Matthew D. McGill, a lawyer for the private individuals, had stressed that the law deprives Indian children – some 11,000 who were in foster care in 2020 – of an adoption that could be in the child’s best interest. He challenged the law on a variety of grounds, arguing that Congress lacked the authority to pass the law because its powers relating to Indian affairs has limitations. He said the law violates the Constitution’s Equal Protection Clause because any classification by race has to survive strict scrutiny in the courts.

McGill had the support of Texas Solicitor General Judd E. Stone II, who told the justices that “Congress cannot require states to administer a nationwide child custody regime” and said that the law can, at times, return children to unsafe environments, and contributes to high statistics concerning Indian child welfare. He pushed back on any notion that the state does not have the legal injury necessary to bring the case by arguing that if a state fails to comply with the law it could lose substantial amounts of Medicare payments.

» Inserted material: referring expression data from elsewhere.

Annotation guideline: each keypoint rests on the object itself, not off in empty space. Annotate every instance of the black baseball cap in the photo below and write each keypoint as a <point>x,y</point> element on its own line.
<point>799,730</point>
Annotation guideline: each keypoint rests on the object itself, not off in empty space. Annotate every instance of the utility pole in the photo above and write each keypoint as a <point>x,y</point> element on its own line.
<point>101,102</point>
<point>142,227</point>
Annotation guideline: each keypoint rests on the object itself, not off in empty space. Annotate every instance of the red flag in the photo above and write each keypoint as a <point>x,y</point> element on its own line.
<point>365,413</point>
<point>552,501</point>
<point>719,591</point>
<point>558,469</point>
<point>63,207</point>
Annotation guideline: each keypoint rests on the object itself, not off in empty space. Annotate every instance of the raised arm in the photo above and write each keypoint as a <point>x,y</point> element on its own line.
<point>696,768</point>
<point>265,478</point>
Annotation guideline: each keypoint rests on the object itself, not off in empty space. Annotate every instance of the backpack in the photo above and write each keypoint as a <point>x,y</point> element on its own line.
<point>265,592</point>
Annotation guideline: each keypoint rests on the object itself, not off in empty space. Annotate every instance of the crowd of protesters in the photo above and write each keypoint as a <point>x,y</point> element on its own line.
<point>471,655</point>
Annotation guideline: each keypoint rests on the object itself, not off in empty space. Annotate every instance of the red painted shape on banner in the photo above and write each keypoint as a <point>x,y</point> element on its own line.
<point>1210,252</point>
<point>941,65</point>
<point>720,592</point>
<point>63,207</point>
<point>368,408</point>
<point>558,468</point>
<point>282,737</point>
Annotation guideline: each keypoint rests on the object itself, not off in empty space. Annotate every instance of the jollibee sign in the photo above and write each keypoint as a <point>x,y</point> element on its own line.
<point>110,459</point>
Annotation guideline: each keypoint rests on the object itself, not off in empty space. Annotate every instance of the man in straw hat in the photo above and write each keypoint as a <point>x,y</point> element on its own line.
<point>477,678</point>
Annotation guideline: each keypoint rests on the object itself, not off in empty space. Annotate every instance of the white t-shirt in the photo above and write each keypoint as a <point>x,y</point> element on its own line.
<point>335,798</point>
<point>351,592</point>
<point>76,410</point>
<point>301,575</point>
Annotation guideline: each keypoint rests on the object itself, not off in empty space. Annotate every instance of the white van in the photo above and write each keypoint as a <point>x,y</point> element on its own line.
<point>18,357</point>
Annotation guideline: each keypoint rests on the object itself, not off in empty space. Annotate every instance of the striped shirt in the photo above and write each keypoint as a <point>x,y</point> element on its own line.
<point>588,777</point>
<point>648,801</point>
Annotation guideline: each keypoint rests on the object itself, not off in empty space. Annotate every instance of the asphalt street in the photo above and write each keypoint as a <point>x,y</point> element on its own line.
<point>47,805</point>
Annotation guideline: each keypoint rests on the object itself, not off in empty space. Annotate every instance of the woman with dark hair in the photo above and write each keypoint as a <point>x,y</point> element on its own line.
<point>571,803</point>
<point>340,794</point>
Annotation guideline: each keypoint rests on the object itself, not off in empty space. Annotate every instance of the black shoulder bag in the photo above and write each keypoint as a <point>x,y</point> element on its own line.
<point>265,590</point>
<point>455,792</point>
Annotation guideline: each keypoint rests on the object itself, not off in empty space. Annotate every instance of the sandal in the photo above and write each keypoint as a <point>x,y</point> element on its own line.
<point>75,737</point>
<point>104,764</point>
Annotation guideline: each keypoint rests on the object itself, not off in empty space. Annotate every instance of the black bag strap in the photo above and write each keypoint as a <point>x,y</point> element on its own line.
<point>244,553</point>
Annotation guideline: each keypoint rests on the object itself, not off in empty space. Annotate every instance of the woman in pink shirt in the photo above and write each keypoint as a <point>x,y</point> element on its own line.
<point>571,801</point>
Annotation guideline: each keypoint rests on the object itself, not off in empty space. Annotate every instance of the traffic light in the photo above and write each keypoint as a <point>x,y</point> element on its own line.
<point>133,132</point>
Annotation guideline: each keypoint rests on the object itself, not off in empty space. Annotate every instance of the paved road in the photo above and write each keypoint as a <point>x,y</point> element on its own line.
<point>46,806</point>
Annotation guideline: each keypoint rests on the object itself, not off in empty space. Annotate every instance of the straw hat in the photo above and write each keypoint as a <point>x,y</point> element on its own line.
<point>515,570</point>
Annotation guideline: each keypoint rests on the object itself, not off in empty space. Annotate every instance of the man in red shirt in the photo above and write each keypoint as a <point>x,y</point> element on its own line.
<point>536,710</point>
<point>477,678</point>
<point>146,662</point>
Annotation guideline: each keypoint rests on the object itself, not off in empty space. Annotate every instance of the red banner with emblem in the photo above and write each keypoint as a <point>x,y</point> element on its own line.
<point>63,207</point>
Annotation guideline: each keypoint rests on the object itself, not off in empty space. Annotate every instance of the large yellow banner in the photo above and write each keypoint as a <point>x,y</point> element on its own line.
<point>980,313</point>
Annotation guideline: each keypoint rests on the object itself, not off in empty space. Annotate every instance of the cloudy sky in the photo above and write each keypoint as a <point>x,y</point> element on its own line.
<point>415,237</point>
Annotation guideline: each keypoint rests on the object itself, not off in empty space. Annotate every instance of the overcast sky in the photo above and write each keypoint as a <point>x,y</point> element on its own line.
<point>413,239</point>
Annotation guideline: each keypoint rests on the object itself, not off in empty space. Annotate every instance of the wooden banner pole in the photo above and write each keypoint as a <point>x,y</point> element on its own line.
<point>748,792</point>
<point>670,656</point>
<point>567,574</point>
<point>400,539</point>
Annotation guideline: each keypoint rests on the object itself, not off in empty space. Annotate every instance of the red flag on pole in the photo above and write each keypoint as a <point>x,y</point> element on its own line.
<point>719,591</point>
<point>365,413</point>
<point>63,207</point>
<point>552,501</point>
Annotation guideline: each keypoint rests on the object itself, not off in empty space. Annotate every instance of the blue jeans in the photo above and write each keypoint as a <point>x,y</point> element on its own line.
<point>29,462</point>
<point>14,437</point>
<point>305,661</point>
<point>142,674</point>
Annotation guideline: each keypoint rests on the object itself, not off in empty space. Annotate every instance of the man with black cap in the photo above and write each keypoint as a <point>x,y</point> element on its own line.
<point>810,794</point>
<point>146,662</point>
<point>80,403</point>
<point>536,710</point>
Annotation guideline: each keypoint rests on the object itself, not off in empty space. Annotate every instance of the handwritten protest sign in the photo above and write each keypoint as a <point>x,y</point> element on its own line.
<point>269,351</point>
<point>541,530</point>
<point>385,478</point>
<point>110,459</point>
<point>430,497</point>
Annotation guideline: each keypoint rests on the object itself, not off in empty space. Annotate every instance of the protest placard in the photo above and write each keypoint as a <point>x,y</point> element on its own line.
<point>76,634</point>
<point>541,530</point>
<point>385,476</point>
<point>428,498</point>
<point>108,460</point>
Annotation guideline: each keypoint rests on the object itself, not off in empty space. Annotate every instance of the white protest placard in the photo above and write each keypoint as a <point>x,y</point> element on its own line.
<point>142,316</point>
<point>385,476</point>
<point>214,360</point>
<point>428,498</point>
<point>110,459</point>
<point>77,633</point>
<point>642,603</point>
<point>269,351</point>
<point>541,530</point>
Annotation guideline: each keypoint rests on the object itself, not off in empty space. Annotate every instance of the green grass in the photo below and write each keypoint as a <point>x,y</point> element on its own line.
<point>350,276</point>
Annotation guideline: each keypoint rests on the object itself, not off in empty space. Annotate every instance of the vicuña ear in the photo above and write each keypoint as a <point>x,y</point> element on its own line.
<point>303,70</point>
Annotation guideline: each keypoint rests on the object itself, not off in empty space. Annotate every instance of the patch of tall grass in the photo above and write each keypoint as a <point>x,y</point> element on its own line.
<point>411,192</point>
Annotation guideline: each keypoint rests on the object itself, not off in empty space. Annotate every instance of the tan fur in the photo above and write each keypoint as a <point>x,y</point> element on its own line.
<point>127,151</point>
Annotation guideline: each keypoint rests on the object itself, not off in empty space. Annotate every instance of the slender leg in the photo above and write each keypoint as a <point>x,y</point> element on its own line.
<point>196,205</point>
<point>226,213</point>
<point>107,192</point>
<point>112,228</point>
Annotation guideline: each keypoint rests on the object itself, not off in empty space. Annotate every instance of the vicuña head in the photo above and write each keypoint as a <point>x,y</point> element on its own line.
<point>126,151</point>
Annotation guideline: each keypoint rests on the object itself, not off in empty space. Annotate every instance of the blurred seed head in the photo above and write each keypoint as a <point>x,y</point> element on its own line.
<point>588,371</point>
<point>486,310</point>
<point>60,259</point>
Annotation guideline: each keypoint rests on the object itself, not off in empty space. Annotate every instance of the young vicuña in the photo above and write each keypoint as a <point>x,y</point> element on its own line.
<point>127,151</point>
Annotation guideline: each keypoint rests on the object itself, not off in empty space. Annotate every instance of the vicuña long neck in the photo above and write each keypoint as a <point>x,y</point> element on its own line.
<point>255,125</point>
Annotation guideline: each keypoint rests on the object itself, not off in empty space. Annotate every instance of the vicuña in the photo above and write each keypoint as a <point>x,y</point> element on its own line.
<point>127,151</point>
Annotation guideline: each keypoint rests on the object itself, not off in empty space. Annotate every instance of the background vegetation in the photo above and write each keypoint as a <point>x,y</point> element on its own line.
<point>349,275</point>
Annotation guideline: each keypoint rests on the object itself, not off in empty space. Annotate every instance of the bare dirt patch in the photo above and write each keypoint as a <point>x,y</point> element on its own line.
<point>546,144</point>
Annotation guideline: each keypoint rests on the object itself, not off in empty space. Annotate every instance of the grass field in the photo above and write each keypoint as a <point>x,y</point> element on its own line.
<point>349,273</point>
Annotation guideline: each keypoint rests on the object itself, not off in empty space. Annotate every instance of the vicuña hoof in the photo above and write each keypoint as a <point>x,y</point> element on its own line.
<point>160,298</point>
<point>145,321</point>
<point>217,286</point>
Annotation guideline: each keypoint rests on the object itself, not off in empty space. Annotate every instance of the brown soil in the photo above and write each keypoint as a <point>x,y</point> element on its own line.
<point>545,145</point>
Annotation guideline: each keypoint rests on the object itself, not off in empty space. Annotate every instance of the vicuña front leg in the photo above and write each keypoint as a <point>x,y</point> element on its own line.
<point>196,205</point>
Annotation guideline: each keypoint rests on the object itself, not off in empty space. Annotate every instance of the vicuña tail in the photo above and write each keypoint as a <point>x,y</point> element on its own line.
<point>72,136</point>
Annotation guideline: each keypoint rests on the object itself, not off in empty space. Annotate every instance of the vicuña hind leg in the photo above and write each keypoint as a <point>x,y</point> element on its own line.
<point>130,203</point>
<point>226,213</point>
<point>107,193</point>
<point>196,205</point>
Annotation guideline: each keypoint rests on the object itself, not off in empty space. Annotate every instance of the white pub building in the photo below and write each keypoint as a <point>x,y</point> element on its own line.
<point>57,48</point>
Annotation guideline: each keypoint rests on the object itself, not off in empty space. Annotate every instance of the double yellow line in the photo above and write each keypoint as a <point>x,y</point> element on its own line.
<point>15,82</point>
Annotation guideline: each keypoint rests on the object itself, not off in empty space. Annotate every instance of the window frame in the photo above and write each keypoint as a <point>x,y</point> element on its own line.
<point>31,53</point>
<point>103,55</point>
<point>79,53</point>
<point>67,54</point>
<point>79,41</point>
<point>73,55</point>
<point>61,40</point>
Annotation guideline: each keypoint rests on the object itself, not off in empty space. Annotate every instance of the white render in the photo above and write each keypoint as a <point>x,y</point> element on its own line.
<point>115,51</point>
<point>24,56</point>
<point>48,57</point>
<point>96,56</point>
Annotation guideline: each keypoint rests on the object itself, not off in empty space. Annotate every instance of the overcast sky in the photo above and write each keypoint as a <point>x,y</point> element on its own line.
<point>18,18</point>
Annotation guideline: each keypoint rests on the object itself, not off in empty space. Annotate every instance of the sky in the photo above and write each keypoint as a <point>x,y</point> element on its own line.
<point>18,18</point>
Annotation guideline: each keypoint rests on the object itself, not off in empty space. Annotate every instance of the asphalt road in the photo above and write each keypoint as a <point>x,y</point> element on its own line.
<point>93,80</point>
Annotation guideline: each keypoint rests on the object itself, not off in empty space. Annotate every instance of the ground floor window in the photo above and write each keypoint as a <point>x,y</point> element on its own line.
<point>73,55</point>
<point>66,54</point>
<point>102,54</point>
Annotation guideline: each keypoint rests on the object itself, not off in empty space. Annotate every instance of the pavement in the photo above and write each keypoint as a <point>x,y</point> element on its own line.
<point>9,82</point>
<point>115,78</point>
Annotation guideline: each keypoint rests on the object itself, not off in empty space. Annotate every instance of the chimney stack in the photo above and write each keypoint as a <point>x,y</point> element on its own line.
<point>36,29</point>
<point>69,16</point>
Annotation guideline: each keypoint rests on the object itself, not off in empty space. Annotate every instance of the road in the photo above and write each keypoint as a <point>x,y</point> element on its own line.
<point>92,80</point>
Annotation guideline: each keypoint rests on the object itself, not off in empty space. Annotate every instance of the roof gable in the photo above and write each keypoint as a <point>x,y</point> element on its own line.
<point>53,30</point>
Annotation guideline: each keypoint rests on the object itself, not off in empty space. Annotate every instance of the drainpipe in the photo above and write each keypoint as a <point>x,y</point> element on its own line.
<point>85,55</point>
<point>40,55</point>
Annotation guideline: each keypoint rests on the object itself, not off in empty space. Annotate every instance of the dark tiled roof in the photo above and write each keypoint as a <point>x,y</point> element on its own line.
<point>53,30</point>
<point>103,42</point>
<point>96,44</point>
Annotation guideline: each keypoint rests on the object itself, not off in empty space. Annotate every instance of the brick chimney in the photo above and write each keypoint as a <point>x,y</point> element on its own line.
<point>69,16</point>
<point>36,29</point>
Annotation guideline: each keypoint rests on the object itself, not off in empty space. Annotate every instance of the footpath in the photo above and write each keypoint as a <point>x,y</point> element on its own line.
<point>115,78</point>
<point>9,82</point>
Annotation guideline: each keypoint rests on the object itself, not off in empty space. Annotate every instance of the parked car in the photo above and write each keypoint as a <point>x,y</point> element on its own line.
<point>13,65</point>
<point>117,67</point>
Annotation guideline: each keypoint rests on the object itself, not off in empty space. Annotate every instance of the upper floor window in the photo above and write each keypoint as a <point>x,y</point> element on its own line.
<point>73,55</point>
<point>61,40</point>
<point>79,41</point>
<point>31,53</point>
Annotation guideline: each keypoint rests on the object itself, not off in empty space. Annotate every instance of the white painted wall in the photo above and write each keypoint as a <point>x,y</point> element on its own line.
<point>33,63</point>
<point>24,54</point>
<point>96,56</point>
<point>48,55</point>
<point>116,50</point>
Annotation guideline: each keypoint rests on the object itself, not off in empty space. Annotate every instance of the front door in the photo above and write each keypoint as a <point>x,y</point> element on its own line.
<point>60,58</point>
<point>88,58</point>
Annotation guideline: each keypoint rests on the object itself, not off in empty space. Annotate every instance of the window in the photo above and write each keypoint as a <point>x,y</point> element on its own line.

McGill said Thursday that a “main concern” was for a 5-year-old girl of Native heritage – known in court papers as “Y. R. J.” – who has lived with the named plaintiff, the Brackeen family, “for nearly her whole life.”

He continued: “The Court did not address our core claim that ICWA impermissibly discriminates against Native American children and families that wish to adopt them, saying it must be brought in state court. As Justice Kavanaugh observed today, that equal protection claim is ‘serious,’ and we will ask the state court to address it in the Brackeens’ upcoming trial to adopt Y.R.J.”

Twenty-five states – home to 86% of federally recognized Indian tribes – filed a friend-of-the-court brief in favor of the law. “As state sovereigns,” they argued in briefs, “we also have a powerful interest in mutually beneficial relationships with Indian tribes in our states – who share our interest in the wellbeing of Indian children.”

Challengers to the law won at the district court level. A federal appeals court reversed the decision, but agreed to hear the case with a larger number of judges. That court issued a fractured opinion striking part of the law.

This story has been updated with additional developments.